Entretien By Jéremie Szpirglas, le 28/04/2023


L
es 11 et 12  mai, à la Philharmonie de Paris, l’EIC retrouve le grand chorégraphe et danseur japonais Saburo Teshigawara pour un spectacle chorégraphique autour de deux chefs-d’œuvre de la Seconde École de Vienne : La Suite Lyrique d’Alban Berg et le Pierrot Lunaire d’Arnold Schönberg. Pour ce dernier, les solistes seront en compagnie d’une complice de longue date, la mezzo-soprano Salomé Haller, qui nous avoue ici son amour immodéré pour cette partition révolutionnaire.

Salomé, votre répertoire est singulier : de la musique ancienne, il saute immédiatement vers le vingtième siècle et le contemporain, en faisant une impasse quasi complète sur le XIXe siècle et le bel canto…
Je crois que le dénominateur commun de mon répertoire est l’amour des mots, du verbe, davantage que l’amour de ma propre voix, que je considère plutôt comme un moyen d’expression que comme une fin en soi. En musique baroque : prima la parola ! C’est aussi très souvent le cas dans la musique contemporaine, où la voix est sollicitée pour porter du texte et de l’expression, et non en tant que monument « piédestalisé » comme dans la grosse machinerie lyrique du XIXe siècle, avec laquelle j’ai peu d’affinités. En revanche, je chante beaucoup de lied et de mélodie, y compris romantique (voyez mon disque « Das Irdische Leben », où figurent Brahms, Tchaïkovski et Mahler), mais toujours dans l’idée de vivre le texte, de l’habiter, de l’incarner.

Avec l’Ensemble intercontemporain, vous interprétez ce mois-ci le Pierrot Lunaire d’Arnold Schönberg.
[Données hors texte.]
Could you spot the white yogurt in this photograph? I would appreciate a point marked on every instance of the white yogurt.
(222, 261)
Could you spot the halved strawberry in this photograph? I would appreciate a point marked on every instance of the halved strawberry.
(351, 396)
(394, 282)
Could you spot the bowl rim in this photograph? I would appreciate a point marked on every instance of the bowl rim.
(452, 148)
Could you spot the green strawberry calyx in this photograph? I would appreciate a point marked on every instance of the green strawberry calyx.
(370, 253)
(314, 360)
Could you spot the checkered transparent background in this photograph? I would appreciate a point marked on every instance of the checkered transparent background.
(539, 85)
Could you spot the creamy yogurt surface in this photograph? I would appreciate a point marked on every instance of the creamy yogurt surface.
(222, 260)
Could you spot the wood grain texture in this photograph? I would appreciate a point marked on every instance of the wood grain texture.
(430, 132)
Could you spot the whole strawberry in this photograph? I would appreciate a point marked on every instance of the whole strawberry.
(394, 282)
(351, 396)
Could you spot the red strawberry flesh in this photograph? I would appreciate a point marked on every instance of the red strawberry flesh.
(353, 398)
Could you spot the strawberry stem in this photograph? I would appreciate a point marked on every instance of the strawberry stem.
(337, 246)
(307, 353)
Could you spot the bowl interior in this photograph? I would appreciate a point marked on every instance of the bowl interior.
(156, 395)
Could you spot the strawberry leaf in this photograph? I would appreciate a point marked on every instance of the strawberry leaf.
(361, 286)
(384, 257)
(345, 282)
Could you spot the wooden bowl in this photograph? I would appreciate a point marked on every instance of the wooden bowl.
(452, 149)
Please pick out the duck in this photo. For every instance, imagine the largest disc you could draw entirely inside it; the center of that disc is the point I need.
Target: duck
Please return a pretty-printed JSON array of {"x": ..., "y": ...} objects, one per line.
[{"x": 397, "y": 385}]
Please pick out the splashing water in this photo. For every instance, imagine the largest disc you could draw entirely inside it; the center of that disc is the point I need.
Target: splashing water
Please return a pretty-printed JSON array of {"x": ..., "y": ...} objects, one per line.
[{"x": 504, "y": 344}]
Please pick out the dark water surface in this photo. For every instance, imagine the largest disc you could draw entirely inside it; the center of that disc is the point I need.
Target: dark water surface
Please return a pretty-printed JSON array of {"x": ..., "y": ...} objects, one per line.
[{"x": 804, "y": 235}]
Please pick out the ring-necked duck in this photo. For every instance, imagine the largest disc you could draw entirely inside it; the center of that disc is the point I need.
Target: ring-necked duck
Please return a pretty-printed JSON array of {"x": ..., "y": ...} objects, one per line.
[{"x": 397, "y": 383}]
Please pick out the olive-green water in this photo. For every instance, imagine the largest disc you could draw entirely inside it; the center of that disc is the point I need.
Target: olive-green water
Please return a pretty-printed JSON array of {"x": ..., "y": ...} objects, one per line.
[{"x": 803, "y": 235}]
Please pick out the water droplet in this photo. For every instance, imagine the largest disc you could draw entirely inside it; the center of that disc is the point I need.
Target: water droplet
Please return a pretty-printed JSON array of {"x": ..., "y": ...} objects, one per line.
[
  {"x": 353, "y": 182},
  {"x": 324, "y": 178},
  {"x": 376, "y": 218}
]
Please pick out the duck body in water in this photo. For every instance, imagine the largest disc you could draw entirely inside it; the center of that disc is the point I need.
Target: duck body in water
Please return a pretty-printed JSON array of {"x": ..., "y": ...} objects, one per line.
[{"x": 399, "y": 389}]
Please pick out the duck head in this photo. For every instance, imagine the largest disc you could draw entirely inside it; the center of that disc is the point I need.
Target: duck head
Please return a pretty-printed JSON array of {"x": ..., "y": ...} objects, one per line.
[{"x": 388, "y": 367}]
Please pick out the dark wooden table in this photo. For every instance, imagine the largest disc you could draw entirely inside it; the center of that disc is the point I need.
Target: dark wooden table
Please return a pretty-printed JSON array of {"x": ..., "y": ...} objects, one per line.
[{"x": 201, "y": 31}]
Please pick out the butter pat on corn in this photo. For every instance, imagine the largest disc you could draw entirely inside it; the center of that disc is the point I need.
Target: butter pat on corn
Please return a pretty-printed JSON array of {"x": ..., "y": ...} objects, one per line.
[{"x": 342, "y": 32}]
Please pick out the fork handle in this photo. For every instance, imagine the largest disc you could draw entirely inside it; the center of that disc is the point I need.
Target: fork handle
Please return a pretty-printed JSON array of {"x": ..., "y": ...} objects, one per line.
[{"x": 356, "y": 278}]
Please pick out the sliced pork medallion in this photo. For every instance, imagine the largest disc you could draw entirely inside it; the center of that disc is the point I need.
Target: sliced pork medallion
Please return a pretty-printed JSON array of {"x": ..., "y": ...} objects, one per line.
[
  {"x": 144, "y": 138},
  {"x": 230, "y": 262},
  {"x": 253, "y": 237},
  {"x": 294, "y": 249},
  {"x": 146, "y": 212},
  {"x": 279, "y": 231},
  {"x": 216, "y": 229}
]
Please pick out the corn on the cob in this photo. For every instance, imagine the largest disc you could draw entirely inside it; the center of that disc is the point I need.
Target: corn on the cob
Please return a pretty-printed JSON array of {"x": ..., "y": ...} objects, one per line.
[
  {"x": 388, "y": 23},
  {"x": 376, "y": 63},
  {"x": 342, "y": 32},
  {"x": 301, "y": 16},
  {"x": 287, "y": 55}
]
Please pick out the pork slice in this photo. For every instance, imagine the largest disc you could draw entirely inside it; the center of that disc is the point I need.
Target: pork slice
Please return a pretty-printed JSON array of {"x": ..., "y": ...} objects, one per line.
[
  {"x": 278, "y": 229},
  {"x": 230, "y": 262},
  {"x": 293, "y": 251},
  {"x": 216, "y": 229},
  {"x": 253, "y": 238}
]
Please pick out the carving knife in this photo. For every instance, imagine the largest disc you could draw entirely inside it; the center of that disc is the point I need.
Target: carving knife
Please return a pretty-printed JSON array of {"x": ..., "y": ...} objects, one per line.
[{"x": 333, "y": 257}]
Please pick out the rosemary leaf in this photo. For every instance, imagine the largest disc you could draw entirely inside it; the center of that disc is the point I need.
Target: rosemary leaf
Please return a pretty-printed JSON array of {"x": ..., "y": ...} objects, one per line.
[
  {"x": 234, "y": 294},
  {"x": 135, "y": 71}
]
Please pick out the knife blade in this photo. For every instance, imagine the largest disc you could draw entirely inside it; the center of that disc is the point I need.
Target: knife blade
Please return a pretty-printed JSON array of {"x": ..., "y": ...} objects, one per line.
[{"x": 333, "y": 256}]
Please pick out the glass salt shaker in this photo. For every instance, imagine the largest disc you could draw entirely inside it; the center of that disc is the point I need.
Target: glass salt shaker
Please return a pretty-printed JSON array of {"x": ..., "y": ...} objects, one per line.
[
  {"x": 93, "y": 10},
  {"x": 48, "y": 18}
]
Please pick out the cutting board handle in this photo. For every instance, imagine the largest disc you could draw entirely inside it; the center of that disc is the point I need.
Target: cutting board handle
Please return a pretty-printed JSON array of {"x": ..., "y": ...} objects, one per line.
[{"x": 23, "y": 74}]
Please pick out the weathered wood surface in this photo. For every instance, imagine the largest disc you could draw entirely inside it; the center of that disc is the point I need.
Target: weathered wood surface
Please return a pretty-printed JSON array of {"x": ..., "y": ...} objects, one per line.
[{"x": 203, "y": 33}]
Que représente cette œuvre pour vous ?
C’est bien simple, et je le dis sans aucune hésitation, c’est l’œuvre que je préfère chanter. C’est une œuvre qui résonne en moi de manière très intime et profonde, avec laquelle je me sens en totale correspondance. À titre d’anecdote, quand n’importe quel concert que je fais touche à sa fin, même quand c’est une sublime Passion de Bach, j’ai une petite pensée réjouie pour le verre qui va suivre. Mais quand arrive la dernière page du Pierrot, je suis désespérée que cela se finisse si tôt, et je voudrais tout de suite reprendre du début.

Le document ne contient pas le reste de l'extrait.